More ways to manage medications for heart failure
Advocate for the best heart failure regimen.
The treatment regimen for heart failure varies, depending on the cause, the stage, and other factors. But experts agree that all heart failure patients should get the following drugs, unless there's some reason they can't take them:
An ACE inhibitor. These block the function of angiotensin-converting enzymes (ACE), relaxing blood vessel walls. They provide some immediate effect in lowering blood pressure, but their most important function is to "reverse remodel" the heart, which means reshape it closer to its normal size and form. ACE inhibitors also decrease the risk of death; studies show a reduction in mortality of 20 to 25 percent.
An angiotensin II receptor blocker (ARB). These dilate blood vessels and lower blood pressure, providing some symptom relief, but their primary benefits are long-term. ARBs have been shown to work over time to decrease mortality and "reverse remodel" the heart. ARBs may be used as an alternative to an ACE inhibitor or, in some cases, in addition to an ACE inhibitor.
A beta-blocker. These drugs slow and steady the heart rate and lower blood pressure. They improve the heart output (measured by ejection fracture) over time. There are two types of beta-blockers, known as selective and nonselective, depending on which type of beta receptors they work on. Beta-blockers have been shown to reduce the death rate from heart failure by as much as 30 percent.
Other treatment options:
Diuretics. Also sometimes called "water pills," diuretics increase urination and help the kidneys flush salt and water from the blood. Diuretics prevent the fluid retention typical of heart failure. They're extremely important in relieving the fluid "congestion" that gave congestive heart failure its original name.

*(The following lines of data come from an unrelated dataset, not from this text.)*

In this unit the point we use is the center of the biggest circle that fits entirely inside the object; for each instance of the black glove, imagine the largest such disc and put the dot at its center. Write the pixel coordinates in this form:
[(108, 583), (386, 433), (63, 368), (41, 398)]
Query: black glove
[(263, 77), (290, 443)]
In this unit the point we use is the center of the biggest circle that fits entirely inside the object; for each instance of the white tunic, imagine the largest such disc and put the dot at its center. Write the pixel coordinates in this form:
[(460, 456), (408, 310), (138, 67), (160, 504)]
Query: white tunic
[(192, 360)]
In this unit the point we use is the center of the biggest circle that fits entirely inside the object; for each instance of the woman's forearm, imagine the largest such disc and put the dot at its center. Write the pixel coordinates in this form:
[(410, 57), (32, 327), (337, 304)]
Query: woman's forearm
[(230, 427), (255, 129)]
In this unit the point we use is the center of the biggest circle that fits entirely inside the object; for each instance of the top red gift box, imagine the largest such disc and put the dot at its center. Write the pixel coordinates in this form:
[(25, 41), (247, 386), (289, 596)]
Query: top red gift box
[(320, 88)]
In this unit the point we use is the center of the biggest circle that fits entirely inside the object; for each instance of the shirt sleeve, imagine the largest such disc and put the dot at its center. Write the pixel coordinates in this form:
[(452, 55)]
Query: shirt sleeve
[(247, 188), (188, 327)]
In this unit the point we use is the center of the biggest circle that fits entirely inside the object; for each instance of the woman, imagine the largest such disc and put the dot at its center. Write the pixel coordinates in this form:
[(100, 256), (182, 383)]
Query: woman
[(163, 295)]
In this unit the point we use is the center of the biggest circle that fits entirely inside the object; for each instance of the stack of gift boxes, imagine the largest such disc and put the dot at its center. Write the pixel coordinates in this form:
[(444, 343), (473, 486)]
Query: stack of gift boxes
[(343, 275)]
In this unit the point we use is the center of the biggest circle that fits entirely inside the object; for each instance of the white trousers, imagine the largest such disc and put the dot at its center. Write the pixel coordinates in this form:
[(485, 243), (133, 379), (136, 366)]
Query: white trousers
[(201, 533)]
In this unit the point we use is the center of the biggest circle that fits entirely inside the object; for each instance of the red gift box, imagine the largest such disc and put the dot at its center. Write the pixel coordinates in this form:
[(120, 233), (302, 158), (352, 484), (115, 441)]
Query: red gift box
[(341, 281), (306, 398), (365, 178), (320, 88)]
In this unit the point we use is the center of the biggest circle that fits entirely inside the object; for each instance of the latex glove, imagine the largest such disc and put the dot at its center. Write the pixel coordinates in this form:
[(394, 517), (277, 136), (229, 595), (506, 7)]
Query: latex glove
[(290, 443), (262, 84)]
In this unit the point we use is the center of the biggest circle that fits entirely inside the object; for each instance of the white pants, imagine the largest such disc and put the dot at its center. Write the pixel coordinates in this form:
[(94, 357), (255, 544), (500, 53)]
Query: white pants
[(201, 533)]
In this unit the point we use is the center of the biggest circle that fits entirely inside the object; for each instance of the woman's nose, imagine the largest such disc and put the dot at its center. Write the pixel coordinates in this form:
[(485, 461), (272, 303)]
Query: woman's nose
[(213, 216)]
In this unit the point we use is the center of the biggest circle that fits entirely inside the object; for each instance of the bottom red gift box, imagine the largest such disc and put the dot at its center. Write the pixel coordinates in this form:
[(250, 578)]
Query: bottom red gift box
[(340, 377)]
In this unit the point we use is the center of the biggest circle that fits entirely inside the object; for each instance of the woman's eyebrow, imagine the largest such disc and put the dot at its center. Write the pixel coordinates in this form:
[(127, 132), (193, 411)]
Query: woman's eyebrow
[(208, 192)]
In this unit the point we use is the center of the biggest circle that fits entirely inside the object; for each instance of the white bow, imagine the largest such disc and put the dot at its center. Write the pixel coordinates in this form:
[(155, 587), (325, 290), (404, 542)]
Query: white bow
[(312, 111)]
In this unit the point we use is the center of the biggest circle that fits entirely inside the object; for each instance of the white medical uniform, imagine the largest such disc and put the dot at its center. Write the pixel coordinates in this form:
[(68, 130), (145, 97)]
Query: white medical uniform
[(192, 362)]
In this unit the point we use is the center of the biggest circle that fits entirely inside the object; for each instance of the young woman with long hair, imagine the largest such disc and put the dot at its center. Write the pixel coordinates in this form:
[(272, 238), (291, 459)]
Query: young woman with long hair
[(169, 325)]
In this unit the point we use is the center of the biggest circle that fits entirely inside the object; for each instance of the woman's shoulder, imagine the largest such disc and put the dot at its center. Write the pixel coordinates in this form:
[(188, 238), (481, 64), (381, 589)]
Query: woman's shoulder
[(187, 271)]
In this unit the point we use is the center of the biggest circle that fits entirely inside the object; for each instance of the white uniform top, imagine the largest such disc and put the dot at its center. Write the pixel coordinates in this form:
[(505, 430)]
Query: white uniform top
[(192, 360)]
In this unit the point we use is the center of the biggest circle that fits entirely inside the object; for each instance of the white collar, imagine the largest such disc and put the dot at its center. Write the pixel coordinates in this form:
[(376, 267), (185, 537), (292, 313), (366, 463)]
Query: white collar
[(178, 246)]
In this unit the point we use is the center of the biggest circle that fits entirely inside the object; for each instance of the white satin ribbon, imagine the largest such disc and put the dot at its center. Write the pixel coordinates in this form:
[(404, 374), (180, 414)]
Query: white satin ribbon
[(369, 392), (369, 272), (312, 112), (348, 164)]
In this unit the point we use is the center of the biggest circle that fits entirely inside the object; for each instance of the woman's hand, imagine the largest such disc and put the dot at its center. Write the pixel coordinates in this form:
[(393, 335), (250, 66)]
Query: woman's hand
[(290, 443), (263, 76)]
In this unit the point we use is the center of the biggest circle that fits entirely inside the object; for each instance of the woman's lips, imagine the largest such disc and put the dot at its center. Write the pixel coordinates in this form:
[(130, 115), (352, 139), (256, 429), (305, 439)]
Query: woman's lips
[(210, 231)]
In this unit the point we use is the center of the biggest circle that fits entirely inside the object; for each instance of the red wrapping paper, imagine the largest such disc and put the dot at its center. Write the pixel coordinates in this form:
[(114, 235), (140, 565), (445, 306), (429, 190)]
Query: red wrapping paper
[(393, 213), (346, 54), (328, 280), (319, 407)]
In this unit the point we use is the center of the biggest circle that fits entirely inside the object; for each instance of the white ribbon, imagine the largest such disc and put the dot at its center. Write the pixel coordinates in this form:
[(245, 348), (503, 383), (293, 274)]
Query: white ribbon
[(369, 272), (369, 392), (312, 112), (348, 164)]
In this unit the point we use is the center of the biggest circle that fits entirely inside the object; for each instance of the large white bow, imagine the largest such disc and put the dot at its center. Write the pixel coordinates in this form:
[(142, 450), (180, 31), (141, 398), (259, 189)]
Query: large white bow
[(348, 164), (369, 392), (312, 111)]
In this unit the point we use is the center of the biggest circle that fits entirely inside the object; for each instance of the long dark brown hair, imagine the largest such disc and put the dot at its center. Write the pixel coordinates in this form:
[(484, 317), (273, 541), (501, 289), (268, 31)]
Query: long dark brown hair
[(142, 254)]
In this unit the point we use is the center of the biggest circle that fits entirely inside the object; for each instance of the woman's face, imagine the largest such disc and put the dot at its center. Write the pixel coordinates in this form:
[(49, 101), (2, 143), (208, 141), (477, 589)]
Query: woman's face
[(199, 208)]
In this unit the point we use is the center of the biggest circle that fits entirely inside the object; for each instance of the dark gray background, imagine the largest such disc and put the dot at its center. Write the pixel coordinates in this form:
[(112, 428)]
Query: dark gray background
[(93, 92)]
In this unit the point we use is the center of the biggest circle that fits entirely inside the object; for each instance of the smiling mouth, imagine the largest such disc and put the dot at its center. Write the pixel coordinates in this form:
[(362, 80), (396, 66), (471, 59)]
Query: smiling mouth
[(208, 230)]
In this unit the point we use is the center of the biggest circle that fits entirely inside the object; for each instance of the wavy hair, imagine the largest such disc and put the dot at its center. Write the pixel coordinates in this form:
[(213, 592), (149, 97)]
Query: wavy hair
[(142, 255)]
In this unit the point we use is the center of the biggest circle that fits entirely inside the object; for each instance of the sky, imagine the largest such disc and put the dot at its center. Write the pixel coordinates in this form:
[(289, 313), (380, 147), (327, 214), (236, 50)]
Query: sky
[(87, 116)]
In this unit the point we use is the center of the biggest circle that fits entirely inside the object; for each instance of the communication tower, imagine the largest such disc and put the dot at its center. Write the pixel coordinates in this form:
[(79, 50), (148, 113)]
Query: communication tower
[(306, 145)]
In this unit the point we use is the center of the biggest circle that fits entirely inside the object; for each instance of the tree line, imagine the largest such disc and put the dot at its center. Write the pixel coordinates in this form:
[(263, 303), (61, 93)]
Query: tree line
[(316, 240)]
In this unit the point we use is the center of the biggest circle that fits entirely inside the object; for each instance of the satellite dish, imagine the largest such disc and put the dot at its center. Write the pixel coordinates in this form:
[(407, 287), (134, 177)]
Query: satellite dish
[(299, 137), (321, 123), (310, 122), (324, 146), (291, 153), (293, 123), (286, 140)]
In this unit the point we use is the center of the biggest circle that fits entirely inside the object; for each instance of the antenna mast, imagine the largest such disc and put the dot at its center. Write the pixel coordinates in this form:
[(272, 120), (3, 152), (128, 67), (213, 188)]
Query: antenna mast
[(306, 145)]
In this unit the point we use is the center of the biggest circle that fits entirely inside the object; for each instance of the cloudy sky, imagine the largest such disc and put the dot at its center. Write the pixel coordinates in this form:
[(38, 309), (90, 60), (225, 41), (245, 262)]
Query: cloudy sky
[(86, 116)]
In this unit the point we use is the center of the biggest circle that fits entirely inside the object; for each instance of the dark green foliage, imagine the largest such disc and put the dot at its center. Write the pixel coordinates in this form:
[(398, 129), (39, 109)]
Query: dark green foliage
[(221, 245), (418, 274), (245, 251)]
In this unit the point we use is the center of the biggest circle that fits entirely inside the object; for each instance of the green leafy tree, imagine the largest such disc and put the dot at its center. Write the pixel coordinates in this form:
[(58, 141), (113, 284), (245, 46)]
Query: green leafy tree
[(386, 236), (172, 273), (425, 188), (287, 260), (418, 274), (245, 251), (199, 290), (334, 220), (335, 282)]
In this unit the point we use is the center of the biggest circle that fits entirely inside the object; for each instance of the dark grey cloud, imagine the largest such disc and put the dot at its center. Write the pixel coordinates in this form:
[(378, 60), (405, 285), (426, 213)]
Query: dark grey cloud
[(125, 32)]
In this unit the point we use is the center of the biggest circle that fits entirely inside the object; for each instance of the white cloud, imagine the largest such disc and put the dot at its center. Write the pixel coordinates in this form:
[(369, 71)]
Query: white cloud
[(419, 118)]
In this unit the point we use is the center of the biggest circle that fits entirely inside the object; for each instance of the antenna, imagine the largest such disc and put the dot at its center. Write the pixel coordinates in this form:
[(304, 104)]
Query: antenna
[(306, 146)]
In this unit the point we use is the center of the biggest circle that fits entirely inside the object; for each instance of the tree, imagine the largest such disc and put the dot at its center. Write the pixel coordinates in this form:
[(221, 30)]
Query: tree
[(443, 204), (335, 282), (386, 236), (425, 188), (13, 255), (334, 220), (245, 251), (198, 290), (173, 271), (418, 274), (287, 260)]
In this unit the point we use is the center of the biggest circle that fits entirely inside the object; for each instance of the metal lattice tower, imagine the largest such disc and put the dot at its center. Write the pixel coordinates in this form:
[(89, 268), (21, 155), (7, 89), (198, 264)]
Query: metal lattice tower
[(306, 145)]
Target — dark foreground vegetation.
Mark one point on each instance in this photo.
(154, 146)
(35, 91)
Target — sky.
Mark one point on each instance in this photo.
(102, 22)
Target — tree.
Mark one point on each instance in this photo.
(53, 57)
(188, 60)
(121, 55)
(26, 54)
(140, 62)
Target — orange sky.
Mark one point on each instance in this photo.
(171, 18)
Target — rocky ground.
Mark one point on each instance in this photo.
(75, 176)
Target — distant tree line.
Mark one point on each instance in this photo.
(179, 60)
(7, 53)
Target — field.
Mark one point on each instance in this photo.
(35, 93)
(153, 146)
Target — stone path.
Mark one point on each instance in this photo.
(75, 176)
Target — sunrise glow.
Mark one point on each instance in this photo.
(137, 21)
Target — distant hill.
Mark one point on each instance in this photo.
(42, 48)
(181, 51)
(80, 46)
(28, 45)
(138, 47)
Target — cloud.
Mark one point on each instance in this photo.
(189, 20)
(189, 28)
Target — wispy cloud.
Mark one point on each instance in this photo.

Aldosterone inhibitors. These drugs block the action of a hormone that causes the body to retain, or hold on to, sodium and water. They're powerful diuretics and have the short-term benefits of preventing fluid buildup.
Other vasoactive agents. In addition to an ACE inhibitor and an angiotensin II receptor blocker, the doctor may prescribe a calcium channel blocker or nitroglycerin to relax and widen blood vessels and prevent constriction of blood flow. Among African-Americans, a combination of hydralazine and a long-acting nitrate was shown in the African American Heart Failure Trial to be most effective (along with an ACE inhibitor and beta-blocker) for moderate to severe heart failure.
Digoxin. This drug makes the heart pump more strongly and also may help control certain types of arrhythmias. Digoxin has been shown to control symptoms and reduce hospitalizations in the short term, but it doesn't have a long-term effect on heart muscle strength or life expectancy. It shouldn't be prescribed for those with preserved systolic failure unless it's being prescribed for atrial fibrillation.
In addition to a regimen specifically to treat heart failure, the doctor may prescribe other heart medications, such as nitrates for chest pain, a statin to lower cholesterol, or blood-thinners to prevent blood clots.